Triple Talaq Bill passed in Rajya Sabha
New Delhi: The Narendra Modi government scored a massive political victory on Tuesday as the Triple Talaq Bill cleared the Rajya Sabha hurdle on Tuesday. The Muslim Women (Protection of Rights on Marriage) Bill was passed in the Upper House by 99 votes to 84 after a comprehensive debate. The bill, which was earlier passed by the Lok Sabha, will now go to President Ram Nath Kovind for his assent.
The passing of this key bill in the Rajya Sabha also revealed the strategic floor management of the Narendra Modi government to get its approval as the ruling NDA does not have a majority of its own in the Upper House. During the first term of the Narendra Modi government, the Triple Talaq Bill had lapsed with the dissolution of the Lok Sabha at the end of its term. The government was not able to get it through the Rajya Sabha as it lacked the numbers.
On Tuesday, as part of its floor management, the NDA leadership was able to win over the Biju Janata Dal, as several NDA constituents like the AIADMK and the Janata Dal (United), and non-NDA, non-UPA parties like TRS abstained from voting. This helped enable bring down the required number for pushing the law through by lowering the majority mark, which normally stands at 121. The ruling NDA has 107 members in the 242-member Rajya Sabha. The NDA was also helped by the absence of some members of the SP,
BSP and YSR Congress. The House had earlier rejected an Opposition motion to send the bill to a Rajya Sabha select committee with 100 votes against it, compared to 84 in favour.
The Lok Sabha had passed the bill last week and with the Rajya Sabha now approving it, the practice of instant divorce by Muslim men will be punishable by a jail term of up to three years. The government did not face much trouble in pushing the bill in the Lok Sabha, where it has a comfortable majority. Once the bill gets the President’s assent and is notified by the government, it will replace the Triple Talaq Ordinance of promulgated in February.
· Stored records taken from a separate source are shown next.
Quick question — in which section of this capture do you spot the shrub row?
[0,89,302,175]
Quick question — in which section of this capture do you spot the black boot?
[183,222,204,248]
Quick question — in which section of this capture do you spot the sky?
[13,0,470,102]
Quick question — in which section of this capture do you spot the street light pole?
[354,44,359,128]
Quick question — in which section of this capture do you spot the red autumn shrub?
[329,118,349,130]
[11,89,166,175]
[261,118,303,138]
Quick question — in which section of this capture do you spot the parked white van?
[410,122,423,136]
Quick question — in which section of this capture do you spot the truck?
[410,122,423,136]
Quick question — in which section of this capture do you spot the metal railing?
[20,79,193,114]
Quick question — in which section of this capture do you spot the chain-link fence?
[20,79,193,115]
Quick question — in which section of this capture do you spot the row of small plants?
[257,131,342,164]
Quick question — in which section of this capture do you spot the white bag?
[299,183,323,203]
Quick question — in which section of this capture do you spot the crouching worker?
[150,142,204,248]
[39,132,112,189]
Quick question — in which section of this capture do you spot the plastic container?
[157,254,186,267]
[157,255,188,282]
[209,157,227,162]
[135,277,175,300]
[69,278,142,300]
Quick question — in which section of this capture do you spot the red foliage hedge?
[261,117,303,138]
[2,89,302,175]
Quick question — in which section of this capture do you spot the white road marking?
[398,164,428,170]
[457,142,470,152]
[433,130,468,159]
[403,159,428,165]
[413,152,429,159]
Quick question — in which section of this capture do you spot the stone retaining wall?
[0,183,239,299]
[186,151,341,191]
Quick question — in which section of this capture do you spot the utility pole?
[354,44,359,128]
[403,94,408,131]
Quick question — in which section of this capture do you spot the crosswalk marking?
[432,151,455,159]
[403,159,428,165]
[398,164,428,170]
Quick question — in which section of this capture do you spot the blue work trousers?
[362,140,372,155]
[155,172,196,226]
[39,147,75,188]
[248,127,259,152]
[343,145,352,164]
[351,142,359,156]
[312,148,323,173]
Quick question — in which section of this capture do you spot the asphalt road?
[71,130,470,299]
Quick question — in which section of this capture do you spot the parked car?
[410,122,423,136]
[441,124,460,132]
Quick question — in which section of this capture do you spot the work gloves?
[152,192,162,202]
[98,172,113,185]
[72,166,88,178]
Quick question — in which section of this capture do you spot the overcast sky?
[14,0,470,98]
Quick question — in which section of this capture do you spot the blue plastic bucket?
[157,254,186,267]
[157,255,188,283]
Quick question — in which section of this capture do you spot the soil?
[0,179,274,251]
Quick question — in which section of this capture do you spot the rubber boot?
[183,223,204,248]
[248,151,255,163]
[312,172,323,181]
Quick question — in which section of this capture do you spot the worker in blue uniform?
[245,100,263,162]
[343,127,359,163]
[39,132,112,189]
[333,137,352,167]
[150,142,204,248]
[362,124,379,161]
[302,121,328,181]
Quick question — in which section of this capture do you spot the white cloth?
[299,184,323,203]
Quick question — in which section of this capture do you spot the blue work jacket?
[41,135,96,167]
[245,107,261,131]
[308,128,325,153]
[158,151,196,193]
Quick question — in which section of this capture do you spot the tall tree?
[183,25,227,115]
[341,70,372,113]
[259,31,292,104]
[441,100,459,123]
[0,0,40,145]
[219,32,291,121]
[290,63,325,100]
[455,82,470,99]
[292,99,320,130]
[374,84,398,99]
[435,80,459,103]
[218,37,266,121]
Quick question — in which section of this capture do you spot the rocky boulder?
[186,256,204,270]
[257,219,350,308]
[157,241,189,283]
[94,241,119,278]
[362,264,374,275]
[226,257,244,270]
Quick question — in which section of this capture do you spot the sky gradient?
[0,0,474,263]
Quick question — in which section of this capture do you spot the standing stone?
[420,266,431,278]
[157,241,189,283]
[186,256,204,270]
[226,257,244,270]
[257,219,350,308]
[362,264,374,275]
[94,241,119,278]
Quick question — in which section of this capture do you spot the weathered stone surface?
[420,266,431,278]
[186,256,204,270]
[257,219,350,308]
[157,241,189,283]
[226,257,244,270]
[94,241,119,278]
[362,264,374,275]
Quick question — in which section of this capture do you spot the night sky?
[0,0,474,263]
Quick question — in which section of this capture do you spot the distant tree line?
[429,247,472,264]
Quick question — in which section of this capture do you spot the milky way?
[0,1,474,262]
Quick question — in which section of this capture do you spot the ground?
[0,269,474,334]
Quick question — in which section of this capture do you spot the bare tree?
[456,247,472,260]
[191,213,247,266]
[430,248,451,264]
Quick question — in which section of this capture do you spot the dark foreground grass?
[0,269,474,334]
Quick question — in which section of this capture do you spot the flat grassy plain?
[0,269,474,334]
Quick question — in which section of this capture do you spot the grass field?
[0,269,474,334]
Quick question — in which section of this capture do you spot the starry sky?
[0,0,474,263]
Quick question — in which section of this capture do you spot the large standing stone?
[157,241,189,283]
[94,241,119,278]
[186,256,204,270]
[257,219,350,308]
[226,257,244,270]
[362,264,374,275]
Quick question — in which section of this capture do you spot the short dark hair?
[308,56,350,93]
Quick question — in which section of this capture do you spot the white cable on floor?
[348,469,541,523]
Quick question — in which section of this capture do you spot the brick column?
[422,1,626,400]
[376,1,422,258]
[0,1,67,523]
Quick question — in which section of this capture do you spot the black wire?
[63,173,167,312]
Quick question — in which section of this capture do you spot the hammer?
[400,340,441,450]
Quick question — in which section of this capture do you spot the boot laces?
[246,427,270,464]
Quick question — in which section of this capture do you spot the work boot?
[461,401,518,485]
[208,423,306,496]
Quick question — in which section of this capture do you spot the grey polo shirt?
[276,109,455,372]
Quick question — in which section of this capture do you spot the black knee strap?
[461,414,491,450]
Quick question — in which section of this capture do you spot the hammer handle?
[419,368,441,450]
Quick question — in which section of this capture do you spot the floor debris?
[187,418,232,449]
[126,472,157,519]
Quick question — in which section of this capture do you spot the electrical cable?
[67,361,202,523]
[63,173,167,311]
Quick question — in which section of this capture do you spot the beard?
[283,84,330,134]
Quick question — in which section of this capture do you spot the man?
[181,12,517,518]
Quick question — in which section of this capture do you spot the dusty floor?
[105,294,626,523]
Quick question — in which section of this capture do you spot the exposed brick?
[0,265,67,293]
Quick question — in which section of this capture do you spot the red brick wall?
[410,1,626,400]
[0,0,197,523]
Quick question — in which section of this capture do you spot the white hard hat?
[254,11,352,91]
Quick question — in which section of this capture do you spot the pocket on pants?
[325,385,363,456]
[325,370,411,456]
The Triple Talaq Bill has been a bone of contention between the Narendra Modi government and the Opposition since December 2017, when the government first tabled the legislation in the Lok Sabha. The bill follows a Supreme Court ruling in August that year. The Supreme Court had declared the practice of instant triple talaq unconstitutional and said a divorce pronounced by uttering talaq thrice at one sitting was void and illegal.-
Better floor management has helped ensure the Narendra Modi government push through the contentious amendment to the Right To Information (RTI) Act last week despite lacking the numbers in the Upper House.
Replying to the debate on the bill, law and justice minister Ravi Shankar Prasad cited jail provisions in the laws that ban dowry and multiple marriages by Hindu men to justify the three-year jail term for Muslim men who practice triple talaq.
Replying to the Leader of the Opposition Ghulam Nabi Azad, who termed the bill as a politically motivated move to destroy Muslim households with domestic fights, the minister said the Congress leader should think about why his party could never win a majority after the peak of the 400-plus seats it won in 1984.
Mr Prasad pointed out that the 1986 Shah Bano case, where the Congress did not stick its neck out to support women’s rights, was the main reason for the downfall of the party. The minister said the law wasn’t being brought due to the Supreme Court ruling of 2017 declaring talaq-e-biddat, commonly referred to as instant triple talaq, as unconstitutional. “”I am a minister of the Narendra Modi government, not the Rajiv Gandhi government,” he said, citing the Shah Bano case of 1986.
He said he cannot leave in the lurch women who have been divorced by triple talaq via WhatsApp or other such means. When the Muslim world was trying to reform, why can’t a democracy do the same, he said. Trying to shed the BJP’s anti-Muslim image, he said his party had given the nation a President from the same community.
Mr Prasad said the bill should not be seen through a political prism as it was a matter of humanity, women’s empowerment and gender equality. “More than 20 Islamic nations have regulated triple talaq,” he said.
Earlier, intervening in the debate, Mr Azad said that the Opposition had been forced to vote against the bill as the government did not accept their demand to send it to a select committee and make triple talaq a civil offence.